Egypt’s non-oil private sector activity shrank more slowly in May after turning in its worst performance in a decade the previous month as the coronavirus crisis ravaged businesses, a survey showed on Wednesday.
IHS Markit’s Purchasing Managers’ Index (PMI) for the non-oil private sector came in at 40.7 last month, up from 29.7 in April but still far below the 50.0 threshold that separates growth from contraction.
The coronavirus has virtually shut down Egyptian tourism, which accounts for about 5% of the economy, with no scheduled flights to Egypt since March 19.
The government began allowing some hotels to reopen at a quarter of their usual capacity in late May if they met strict health and safety protocols. Restaurants and cafes have also been shuttered, and a night-time curfew has been in place since March.
“The outlook for activity in 12 months’ time weakened from April, although it remained higher than March’s recent low,” IHS Markit said. “Businesses were generally hopeful that the eventual passing of the COVID-19 crisis could lead to a rebound in the market.”
The new orders sub-index rebounded to 36.1 from 14.1 in April, which was its worst reading in nine years. Purchasing strengthened to 41.9 from 21.0 in April.

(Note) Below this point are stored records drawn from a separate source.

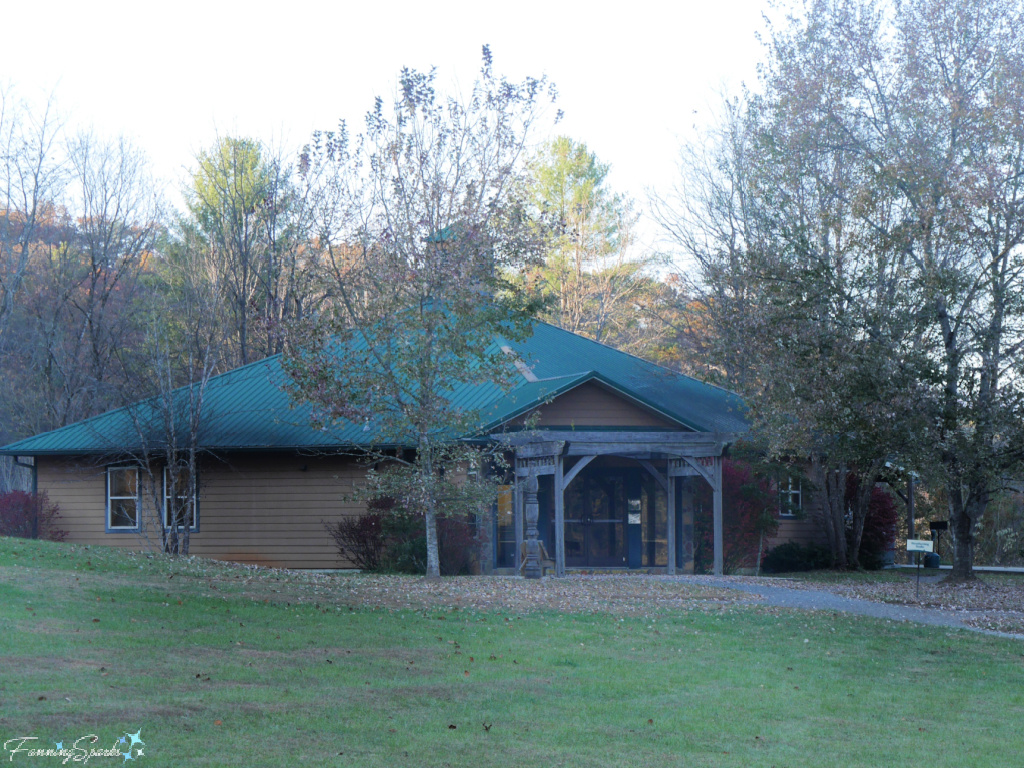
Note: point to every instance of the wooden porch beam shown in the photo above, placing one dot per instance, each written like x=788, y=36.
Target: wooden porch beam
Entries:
x=657, y=475
x=577, y=468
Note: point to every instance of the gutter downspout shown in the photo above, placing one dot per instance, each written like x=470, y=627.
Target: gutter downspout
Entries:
x=35, y=472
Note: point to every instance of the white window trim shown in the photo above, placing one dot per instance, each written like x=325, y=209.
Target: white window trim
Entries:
x=110, y=518
x=790, y=488
x=195, y=523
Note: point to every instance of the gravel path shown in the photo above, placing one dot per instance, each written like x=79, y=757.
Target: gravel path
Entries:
x=808, y=599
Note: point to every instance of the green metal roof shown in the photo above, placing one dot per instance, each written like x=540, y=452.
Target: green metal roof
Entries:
x=248, y=409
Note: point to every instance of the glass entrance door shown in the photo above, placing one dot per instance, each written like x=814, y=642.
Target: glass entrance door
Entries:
x=595, y=520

“Output and new orders fell again as private sector demand remained broadly stagnant,” said IHS Markit economist David Owen. “Export sales were also weak. In addition, job losses accelerated to the quickest pace in over three years.”
Non-oil sector employment contracted for a seventh straight month with the index at 45.5 compared with 46.1 in April.
“Sentiment was still positive, though concerns arose that the U.S./China relationship is worsening, which could affect any rebound in global demand,” Owens said.